Off- payroll public sector pay arrangements.
The subject of 'Town Hall Tax Dodging', (a phrase coined by the Rt Hon Eric Pickles MP, Secretary of State for Communities and Local Government), is one of enormous interest to the Barnet bloggers, and we applaud the attention paid to this issue by the parliamentary Public Accounts Committee (chaired by the Rt Hon Margaret Hodge MP) which took place on Monday 16 July 2012.
This investigation of the issue of tax avoidance by individuals in publicly funded posts came about following the disclosure by Westminster journalist David Hencke, that Ed Lester, the head of the Student Loan Company, was being paid through a service company, and that there are similar arrangements on a very significant scale throughout the civil service and the wider public sector.

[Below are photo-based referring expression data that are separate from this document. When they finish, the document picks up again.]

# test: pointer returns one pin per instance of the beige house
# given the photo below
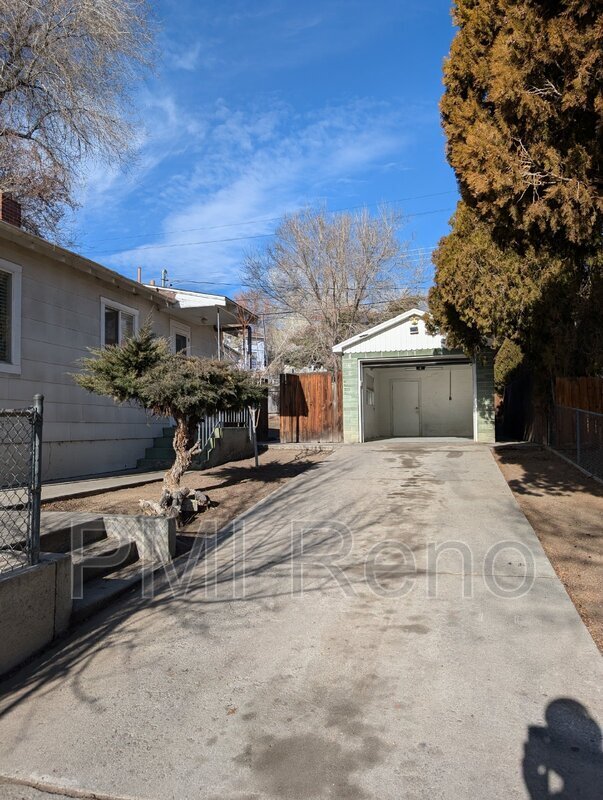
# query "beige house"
(54, 305)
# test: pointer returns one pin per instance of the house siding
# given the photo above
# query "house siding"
(60, 321)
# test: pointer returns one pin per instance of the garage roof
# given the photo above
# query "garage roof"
(377, 329)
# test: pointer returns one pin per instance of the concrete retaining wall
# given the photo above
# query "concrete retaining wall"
(155, 537)
(35, 605)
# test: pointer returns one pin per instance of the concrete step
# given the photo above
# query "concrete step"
(99, 592)
(163, 442)
(199, 462)
(156, 453)
(102, 558)
(57, 536)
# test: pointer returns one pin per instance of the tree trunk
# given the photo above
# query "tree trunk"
(185, 447)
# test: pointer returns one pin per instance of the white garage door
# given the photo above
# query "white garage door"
(431, 401)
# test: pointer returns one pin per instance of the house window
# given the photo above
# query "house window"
(180, 336)
(10, 317)
(6, 295)
(118, 323)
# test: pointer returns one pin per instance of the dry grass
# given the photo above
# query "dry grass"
(565, 508)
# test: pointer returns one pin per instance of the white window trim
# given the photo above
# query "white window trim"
(107, 302)
(183, 330)
(14, 366)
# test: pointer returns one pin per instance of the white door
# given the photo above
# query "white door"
(406, 419)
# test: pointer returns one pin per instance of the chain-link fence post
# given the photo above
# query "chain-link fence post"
(36, 476)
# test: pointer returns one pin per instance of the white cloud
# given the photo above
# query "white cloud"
(243, 165)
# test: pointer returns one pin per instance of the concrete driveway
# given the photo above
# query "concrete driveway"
(385, 626)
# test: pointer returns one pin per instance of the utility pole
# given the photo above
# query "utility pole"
(265, 351)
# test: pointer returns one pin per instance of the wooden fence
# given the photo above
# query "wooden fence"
(311, 408)
(583, 393)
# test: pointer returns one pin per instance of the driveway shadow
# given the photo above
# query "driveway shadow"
(545, 472)
(563, 759)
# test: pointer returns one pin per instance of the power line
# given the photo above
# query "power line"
(273, 219)
(414, 260)
(242, 238)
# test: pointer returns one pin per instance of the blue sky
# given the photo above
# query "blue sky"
(260, 108)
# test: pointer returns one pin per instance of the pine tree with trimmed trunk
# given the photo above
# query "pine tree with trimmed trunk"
(145, 373)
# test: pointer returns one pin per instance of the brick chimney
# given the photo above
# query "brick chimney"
(10, 210)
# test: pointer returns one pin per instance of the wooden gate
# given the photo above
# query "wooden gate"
(310, 408)
(583, 393)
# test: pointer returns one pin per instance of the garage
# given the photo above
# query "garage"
(400, 380)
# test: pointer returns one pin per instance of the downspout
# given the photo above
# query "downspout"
(219, 334)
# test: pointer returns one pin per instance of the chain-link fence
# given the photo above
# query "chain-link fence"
(20, 485)
(578, 435)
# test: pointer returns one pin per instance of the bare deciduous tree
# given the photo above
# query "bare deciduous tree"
(334, 274)
(66, 72)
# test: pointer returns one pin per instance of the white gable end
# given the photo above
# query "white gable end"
(406, 332)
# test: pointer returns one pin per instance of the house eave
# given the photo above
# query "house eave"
(35, 244)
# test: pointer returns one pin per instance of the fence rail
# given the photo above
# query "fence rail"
(583, 393)
(20, 485)
(222, 419)
(578, 435)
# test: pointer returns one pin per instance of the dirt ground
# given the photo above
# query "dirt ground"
(565, 508)
(232, 488)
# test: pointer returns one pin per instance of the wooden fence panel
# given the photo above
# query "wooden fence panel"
(310, 408)
(583, 393)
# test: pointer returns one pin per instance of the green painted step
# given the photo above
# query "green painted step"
(161, 454)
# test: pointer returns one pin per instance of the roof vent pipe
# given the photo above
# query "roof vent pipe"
(10, 210)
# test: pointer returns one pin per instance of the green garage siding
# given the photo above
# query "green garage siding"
(484, 370)
(351, 401)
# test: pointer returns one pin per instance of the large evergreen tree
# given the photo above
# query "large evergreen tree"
(522, 113)
(145, 373)
(522, 116)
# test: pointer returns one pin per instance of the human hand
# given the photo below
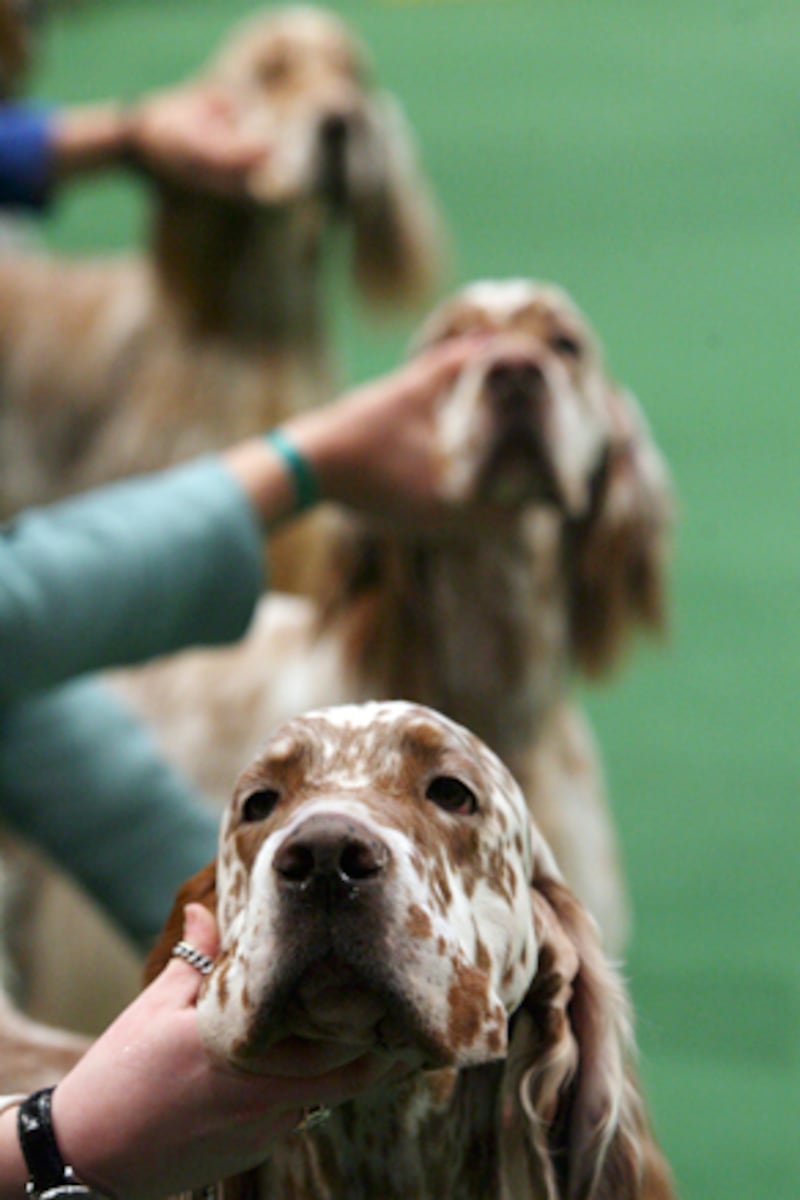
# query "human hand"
(149, 1113)
(193, 135)
(377, 449)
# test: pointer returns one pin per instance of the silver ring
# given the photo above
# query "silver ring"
(200, 963)
(313, 1117)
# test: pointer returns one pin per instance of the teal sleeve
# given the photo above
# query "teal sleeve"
(84, 781)
(126, 573)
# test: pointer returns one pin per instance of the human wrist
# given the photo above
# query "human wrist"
(90, 138)
(47, 1171)
(13, 1173)
(266, 468)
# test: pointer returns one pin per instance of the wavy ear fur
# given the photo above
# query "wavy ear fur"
(200, 888)
(398, 234)
(617, 555)
(576, 1127)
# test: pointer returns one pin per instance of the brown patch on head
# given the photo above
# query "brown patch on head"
(419, 923)
(467, 999)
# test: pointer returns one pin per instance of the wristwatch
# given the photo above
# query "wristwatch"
(50, 1179)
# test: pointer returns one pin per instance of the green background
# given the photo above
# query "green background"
(648, 157)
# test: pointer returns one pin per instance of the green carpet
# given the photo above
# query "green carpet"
(647, 156)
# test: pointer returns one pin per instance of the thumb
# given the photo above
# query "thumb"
(200, 929)
(200, 935)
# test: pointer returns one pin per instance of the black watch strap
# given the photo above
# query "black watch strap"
(49, 1176)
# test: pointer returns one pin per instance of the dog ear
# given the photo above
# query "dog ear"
(575, 1125)
(398, 233)
(617, 555)
(200, 888)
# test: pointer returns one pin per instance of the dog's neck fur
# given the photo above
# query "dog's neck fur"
(241, 271)
(475, 627)
(411, 1141)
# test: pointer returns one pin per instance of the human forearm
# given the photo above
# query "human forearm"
(88, 138)
(126, 573)
(13, 1175)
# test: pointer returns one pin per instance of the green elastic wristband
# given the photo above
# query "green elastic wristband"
(304, 477)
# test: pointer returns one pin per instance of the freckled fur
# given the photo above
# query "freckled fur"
(561, 1117)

One witness before the committee was Carolyn Downs, the Chief Executive of the Local Government Association (LGA). She stated that the LGA had found only 13 examples of off -payroll public sector pay.
We know that this national figure of 13 is an understatement since the draft (i.e. unaudited) Annual Accounts of Barnet Council for the year ending March 2012 show that there are 14 such arrangements recorded as having been in place during the year for senior officers.
Far from being a practice that is diminishing it is noted that in the previous year's accounts there were only 8 such arrangements.
The evidence to the committee was that these arrangements were used in the short-term. We can show that this is not true and that, on the contrary, these arrangements are used routinely for long term appointments.
In Barnet, one ‘interim’ post paid through a private company has lasted for more than three years. An appointment lasting over 3 years cannot be described as short-term. In addition, a Freedom of Information request has revealed that there have been no efforts to replace this individual with a permanent staff member.
Evidence to the committee also suggested that, there was virtually no difference between the tax paid under PAYE or via a service company. That is to ignore two factors. If a service company is used certain expenses, such as travelling, can be reclaimed whereas an employee does not get tax relief for home to work travel costs. In addition, service companies are able to pay out their profits as dividends and National Insurance Contributions are not paid on those. The overall contribution to the Exchequer will be less if a service company is employed.
We look forward to the day when Barnet Council ensures that all its officers (employees) are treated equally and that all those people who receive their pay from the public purse recognise what Mrs Hodge referred to as a ‘moral duty’ to make their fair contribution to the taxes which contribute to the good of society.
We call on Nick Walkley, the Chief Executive of Barnet Council, to negotiate the return to the payroll of the officers concerned as this will reduce the penalties that will have to be paid as a consequence of the inevitable HM Revenue & Customs PAYE compliance visit.
We also look forward to following the evolution of this story in front of the Public Accounts Committee once the summer recess is over.